Pero ello no es incompatible con la firmeza para defender las propias convicciones. Llegado cierto límite hay una frontera que no se puede cruzar, aquella en la que como los héroes de Anouilh se está obligado a decir “no”. Simplemente porque el capricho del destino lo ha colocado a uno ahí, no queda otro remedio, con sencillez con naturalidad. Anguita ha sabido entender que llegado a ese punto, ceder es entregarse y traicionar lo que en este país queda de izquierda, e incluso cerrar toda posibilidad a que exista en el futuro. En una sociedad en la que prácticamente todo el mundo está dispuesto a venderse por un plato de lentejas, en la que es tan fuerte la tentación de respetabilidad, de ser tenido por moderno, de recibir el aplauso social, aplauso que administran lógicamente las fuerzas dominantes, Anguita comprende que le ha tocado decir “no”, porque en ese “no” se juega la identidad de la izquierda, el honor de la izquierda.

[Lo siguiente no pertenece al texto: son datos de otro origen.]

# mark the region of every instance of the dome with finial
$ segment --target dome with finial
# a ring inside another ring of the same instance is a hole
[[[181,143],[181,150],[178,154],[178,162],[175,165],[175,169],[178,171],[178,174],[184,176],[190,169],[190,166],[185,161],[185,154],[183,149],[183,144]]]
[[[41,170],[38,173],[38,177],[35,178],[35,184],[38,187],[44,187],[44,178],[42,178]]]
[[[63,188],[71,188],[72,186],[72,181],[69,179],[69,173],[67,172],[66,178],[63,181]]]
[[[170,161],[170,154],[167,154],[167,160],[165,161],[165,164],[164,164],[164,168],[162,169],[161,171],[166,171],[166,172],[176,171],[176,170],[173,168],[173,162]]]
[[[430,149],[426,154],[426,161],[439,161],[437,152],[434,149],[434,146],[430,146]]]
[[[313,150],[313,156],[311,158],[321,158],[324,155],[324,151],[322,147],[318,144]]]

Los héroes de Anouilh tienen una segunda cosa en común: la soledad. Están condenados a ella. Es el precio que hay que pagar por osar decir no. Yo me temo que Julio sabe también mucho de soledad. Que a lo largo de estos años ha sentido su zarpazo. Soledad, supongo, sentida cuando tuvo que enfrentarse precisamente a aquellos que le habían traído a Madrid, y que comenzaron a combatirle tan pronto como se sintieron decepcionados al comprobar que no se conformaba con ser una marioneta en sus manos, que no aceptaba seguir el camino que ellos habían diseñado. Soledad, al oponerse a todos los intereses desatados para que Izquierda Unida cediese y se adaptase y se acoplase a ese nuevo discurso, que de izquierdas solo tiene el nombre y que en el fondo no es más que neoliberalismo disfrazado. Soledad, al desencadenarse la mayor campaña de desprestigio, burla y ridiculización que haya sufrido un político.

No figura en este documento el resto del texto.